Analysis needs to know how to turn config
into Python objects.
E.g. for geom
, but also for exclusion_mask: exclusion.fits
, make a Map object
# There's some base class, similar to what ctapipe has
# Base class: uniform scheme (ABC?), parameter handling/validation, logging, provenance
from gammapy import Tool
class MapMaker(Tool):
config_spec = {
offset_max = "2 deg"
geom = "???" # is this part of the parameters, or passed to run?
}
def __init__(self, config):
self.config = config
def run(self, observations):
datasets = Datasets()
for observation in observations:
dataset = self.process(dataset)
datasets.append(dataset)
return datasets
The read and write would work like this:
Example:
class Analysis:
def write(self):
out_path = self.out_path
self.config.write(out_path)
if self.datasets is not None:
self.datasets.write(out_path)
if self.the_other_thing is not None:
self.the_other_thing.write(out_path)
self.analysis_state.write("analysis_state.yaml")
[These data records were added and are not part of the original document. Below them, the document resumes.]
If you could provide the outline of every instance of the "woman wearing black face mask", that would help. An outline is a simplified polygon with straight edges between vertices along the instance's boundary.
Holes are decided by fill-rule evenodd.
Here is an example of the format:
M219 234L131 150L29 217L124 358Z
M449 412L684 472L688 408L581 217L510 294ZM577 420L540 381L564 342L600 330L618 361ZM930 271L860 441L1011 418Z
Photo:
def read(self, out_path="."):
state = AnalysisState.read("analysis_state.yaml")
if state.has_config()
self.config = state.read_config()
if state.has_datasets():
self.datasets = state.read_datasets()
if state.has_the_other_thing():
self.datasets = state.read_the_other_thing()
A lot of this is on Dataset
and Datasets
, and Model
, serialisation would always call down to parts of composite objects.
Serialisation will be a mix of YAML (for models and "index" files and FITS files for maps etc.)
In v1.0, we will not have a framework supporting different serialisation backends, we will have one way.